¿Qué es una pareja?
Jun. 19 , 2009
La palabra pareja ha entrado en nuestro
vocabulario, ocupando un lugar de privilegio.
Una generación atrás cuando se presentaba
socialmente a alguien o se hablaba de una relación se hacía referencia al
novio/a, polola/o, esposo, marido, a un amigo, o simplemente se lo identificaba
por su nombre, pero difícilmente como su o mi pareja; esta nueva denominación
ha llegado para ocupar un lugar diferente y designar una categoría amplia, tan
amplia que atraviesa las barreras de género, tiempo, compromiso y orientación
sexual.
Sin embargo la idea de pareja, que parece tan
evidente y aceptable a nuestros oídos deviene de un largo proceso de relación
entre los géneros. Para la antropóloga Helen Fischer la pareja aparece
evolutivamente como la “marca registrada” de la especie humana y es una especie
de destino biológico que sirve perfectamente a una finalidad reproductiva y de
protección de la descendencia. Sin embargo la cultura y las emociones, han
querido que esta estructura trascienda su fin biológico hacia el dominio de
otros hechos sociales más complejos como el nacimiento del amor, la idea de
parentalidad, la consolidación y permanencia del vínculo.
Desde esta perspectiva la pregunta que surge es si
podemos hablar de pareja desde el inicio mismo de la cultura o si es un
producto social que solo tiene sentido desde una visión moderna; porque los
elementos que la definen hoy en día se basan en la libre elección, la igualdad
y la correspondencia de sentimientos amorosos.

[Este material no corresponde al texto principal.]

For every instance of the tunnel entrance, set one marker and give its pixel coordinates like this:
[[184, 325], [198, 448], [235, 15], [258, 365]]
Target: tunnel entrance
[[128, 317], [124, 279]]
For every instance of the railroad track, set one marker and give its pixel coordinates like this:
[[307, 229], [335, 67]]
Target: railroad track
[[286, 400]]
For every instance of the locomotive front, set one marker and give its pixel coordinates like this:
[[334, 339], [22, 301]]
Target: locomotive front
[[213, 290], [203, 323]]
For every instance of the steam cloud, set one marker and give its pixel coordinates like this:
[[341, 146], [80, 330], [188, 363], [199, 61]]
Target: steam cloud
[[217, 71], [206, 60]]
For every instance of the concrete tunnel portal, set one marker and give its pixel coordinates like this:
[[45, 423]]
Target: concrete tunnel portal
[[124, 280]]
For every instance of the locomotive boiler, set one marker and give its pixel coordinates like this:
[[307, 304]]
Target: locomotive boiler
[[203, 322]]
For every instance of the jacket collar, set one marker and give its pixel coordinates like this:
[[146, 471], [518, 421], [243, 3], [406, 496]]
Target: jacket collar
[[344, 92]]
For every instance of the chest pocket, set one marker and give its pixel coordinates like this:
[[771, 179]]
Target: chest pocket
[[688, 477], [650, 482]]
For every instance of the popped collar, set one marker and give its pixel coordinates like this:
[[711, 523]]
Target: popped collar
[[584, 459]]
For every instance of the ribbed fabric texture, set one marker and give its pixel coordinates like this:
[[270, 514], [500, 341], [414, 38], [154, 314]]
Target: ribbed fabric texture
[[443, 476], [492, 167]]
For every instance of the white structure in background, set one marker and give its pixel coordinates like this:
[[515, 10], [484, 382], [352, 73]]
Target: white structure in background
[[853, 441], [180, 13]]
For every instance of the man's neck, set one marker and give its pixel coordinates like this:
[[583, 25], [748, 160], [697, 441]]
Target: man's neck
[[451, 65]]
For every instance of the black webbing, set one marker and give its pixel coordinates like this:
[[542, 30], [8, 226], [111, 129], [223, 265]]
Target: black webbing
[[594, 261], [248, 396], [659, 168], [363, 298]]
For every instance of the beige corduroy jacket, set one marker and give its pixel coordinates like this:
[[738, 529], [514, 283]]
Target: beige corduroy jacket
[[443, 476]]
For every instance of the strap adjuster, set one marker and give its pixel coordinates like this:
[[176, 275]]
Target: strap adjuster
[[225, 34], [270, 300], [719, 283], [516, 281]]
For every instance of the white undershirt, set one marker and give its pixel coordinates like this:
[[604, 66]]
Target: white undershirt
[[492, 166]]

Dos generaciones atrás pareja era sinónimo de unión
marital heterosexual, legal y religiosa comprometida en un acuerdo de
fidelidad, y se entendía como un primer escalón necesario hacia la familia; a
un lado quedaban, casi marginalmente, los que solo convivían. Aún hoy en el
lenguaje periodístico policial se escucha hablar de “convivientes”, y antes se
denominaban estas uniones como concubinato.
Desde la mitad del siglo XX en adelante algunas
cosas han cambiado, principalmente se afirma la idea de que no existe un solo y
adecuado modo al que las personas deban ajustarse para estar juntos. Gran parte
de la responsabilidad lo tienen los cambios en las relaciones de género, que
del sometimiento explícito ha rotado a formas más igualitarias en los vínculos.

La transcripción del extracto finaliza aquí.